Putin at the first Russia-Africa summit in 2019. Alexei Druzhinin/Sputnik/AFP

In 2019 Vladimir Putin welcomed 43 African leaders to the first “Russia-Africa summit”, says The Economist, “a higher turnout than Britain or France attracted to similar shindigs”. The Russian president used the occasion to lambast the West for chiding African leaders about human rights, adding: “We have a lot to offer to our African friends.” The UN vote on 2 March to condemn Russia’s invasion of Ukraine suggests the feeling may be mutual. Of the 54 African countries, 17 abstained and eight were no-shows. Eritrea, “a gulag state”, joined Russia, Belarus and North Korea in voting against.

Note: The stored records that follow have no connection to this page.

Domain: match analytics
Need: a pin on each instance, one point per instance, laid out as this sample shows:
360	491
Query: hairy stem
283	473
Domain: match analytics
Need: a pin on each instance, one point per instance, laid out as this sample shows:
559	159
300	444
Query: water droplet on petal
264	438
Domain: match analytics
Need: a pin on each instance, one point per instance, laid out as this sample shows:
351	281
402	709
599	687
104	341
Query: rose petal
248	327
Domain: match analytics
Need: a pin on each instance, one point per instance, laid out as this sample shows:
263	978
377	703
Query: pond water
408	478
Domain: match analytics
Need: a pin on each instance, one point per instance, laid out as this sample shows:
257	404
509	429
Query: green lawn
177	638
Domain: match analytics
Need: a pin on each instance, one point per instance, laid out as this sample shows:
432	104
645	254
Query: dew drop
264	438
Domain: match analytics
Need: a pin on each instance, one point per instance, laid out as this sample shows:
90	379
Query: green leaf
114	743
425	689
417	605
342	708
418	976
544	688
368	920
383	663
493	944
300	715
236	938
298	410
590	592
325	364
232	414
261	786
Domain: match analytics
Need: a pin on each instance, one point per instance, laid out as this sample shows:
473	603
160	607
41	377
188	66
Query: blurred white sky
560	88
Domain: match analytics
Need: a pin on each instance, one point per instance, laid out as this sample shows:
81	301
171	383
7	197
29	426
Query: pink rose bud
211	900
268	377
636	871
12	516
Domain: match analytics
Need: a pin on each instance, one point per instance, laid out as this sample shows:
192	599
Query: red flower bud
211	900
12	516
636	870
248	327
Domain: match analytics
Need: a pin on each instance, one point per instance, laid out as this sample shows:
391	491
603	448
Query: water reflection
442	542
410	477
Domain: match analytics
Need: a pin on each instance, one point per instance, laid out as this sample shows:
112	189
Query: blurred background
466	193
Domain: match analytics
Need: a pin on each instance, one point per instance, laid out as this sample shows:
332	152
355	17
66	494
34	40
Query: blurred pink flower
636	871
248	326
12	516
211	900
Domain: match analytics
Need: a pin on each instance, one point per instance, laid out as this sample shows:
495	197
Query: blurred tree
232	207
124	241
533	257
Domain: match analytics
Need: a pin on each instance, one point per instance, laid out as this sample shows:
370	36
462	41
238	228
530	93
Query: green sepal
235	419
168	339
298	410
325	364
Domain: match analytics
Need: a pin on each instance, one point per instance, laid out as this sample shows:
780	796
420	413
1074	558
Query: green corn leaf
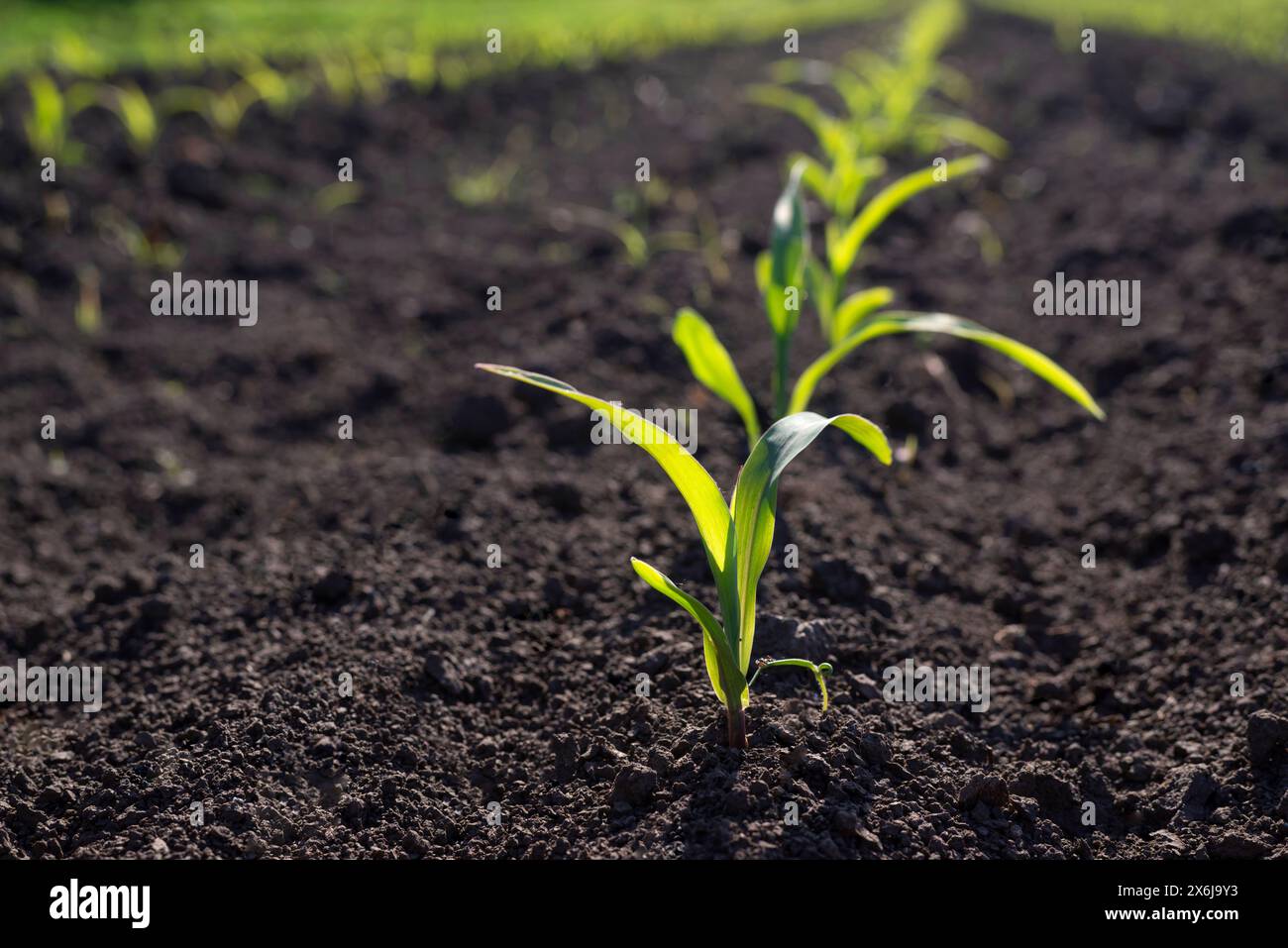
855	307
789	235
756	493
966	132
819	672
842	252
812	175
711	365
721	668
822	288
827	129
888	324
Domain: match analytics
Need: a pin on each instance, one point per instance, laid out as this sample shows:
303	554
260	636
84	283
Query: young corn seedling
888	108
789	266
630	224
737	536
48	124
125	101
223	110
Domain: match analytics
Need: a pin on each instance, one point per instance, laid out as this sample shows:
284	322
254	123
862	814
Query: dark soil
516	685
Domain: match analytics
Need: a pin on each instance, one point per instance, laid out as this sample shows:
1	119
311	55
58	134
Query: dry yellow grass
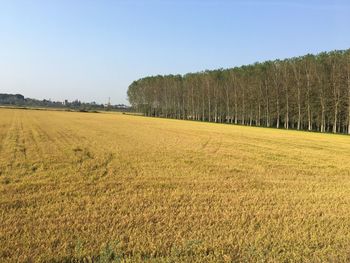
77	186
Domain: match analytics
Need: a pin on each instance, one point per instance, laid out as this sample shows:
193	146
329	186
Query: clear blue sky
92	50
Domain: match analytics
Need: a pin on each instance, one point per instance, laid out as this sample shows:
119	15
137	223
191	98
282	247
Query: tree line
18	100
310	92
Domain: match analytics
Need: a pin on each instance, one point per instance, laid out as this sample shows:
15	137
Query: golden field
102	187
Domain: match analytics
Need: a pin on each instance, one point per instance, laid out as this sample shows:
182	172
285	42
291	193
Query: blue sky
92	50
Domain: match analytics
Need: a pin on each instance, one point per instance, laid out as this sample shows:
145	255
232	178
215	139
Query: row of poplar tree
311	92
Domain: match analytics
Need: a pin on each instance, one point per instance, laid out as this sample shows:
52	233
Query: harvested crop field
106	186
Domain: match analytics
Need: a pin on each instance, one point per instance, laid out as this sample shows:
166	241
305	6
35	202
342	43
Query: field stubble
79	186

These votes reflect historical ties between Russia and many of Africa’s ruling parties. Many of the region’s elites studied in the Soviet Union, and the liberation parties that still run Angola, Mozambique (whose flag features a Kalashnikov rifle), Namibia, South Africa and Zimbabwe saw the USSR as an ally in their fight against colonial rule. Africa’s warm relations with Russia are also about self-interest, most acutely in countries that rely on mercenaries from the Kremlin-linked Wagner Group: there are reportedly 2,000 Wagner troops in the Central African Republic (paid in gold and diamonds) and around 800 guns-for-hire propping up the junta in Mali. It’s not just a few “rickety states” – Russia is the biggest arms exporter to Africa. The rationale for the UN vote is to send a message to America: If we can’t count on you, you can’t count on us.